This article originally published in The Northern Daily Leader on 16 February 2013.
The world owes a lot to the efforts of researchers and scientists. Imagine life without the exertions of countless thousands of students, scientists, academics and other people who devote their time to solving research puzzles. No TV, antibiotics or internet and almost everything else we take for granted. Of course some of the questions they try and answer can be a bit baffling. My wife Liz, for example, spent the three years of her PhD studying the abilities of a fungus which grows on sheep and cattle dung. Apparently the fungus could be used to eat worms which infest the stomach of sheep and cattle, but nobody knew the conditions under which the fungus performed the best. And that kept her busy for those three years. I offered to proof-read her thesis before it was submitted and it was the best cure for insomnia I’ve ever found.
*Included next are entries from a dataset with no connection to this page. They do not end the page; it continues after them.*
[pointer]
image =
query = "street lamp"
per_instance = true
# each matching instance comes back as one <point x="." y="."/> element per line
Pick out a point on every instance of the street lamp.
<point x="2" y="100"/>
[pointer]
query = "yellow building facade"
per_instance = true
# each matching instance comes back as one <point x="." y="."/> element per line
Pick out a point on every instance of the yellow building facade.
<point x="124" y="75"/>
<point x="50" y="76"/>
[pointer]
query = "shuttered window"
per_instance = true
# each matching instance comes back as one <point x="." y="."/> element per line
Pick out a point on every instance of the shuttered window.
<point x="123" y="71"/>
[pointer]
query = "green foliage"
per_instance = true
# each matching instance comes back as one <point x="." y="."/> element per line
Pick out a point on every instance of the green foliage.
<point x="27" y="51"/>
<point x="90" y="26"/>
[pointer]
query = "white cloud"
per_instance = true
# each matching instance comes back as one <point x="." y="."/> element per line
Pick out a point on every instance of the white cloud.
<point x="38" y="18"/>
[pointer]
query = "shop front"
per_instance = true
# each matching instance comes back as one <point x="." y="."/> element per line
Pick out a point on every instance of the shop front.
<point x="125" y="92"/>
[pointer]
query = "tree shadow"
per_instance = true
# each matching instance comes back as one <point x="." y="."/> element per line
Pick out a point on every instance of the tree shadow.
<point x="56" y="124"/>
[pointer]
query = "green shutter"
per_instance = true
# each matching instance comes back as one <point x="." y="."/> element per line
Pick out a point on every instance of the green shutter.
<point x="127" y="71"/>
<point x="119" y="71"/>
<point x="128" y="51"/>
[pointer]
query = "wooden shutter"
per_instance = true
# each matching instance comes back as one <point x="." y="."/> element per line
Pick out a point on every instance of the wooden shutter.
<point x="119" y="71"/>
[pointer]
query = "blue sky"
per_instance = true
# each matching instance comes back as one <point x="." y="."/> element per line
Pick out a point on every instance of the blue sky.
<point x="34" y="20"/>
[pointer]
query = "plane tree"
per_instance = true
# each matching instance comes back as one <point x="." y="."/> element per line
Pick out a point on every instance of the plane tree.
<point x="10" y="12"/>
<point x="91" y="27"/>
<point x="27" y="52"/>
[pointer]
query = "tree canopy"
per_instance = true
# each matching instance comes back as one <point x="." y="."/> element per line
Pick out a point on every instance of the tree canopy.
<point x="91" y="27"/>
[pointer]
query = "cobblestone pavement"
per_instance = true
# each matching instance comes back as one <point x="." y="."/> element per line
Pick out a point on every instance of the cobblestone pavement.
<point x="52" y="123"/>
To be fair, her thesis topic wasn’t the strangest that I’ve seen – a priest in the UK was recently awarded his PhD on the topic of snowboarding. He spent four years studying the similarity between religion and the ecstasy that snowboard riders apparently feel as they hurtle down the ski-slopes. Nobody’s saying it was a handy excuse to spend all his time hanging out at ski resorts! Not all research is as obscure as this however; many research efforts are aimed at solving more mundane problems. One of the most significant research papers in finance was published in 2000 by two researchers, Barber and Odean. The title of the paper was striking – “Trading is hazardous to your wealth: The common stock investment performance of individual investors”. The authors had gained access to the share trading records of 78,000 households in the US, over a six-year period ending in 1997. These records covered over 2 million individual share purchases or sales, representing over $24 billion worth of transactions. They then segmented the accounts based on how often the owner bought or sold shares. What they found was that people who bought or sold shares on a frequent basis had an average annual return of 11.4% over the six years. However, people who seldom bought or sold shares (i.e. your typical long-term investor) had an average annual return of 18.5%. That variation doesn’t sound like much, but if you started with $1 million, it’s the difference between ending up with $1.9 million or $2.8 million.
It really is that simple. Real evidence exists that the more you trade, the worse your returns will be. There are no doubts about it. So if you invest, or somebody else does it for you, think about how often and why you trade. The answer may mean the difference between a holiday in Texas, QLD, or Texas, United States.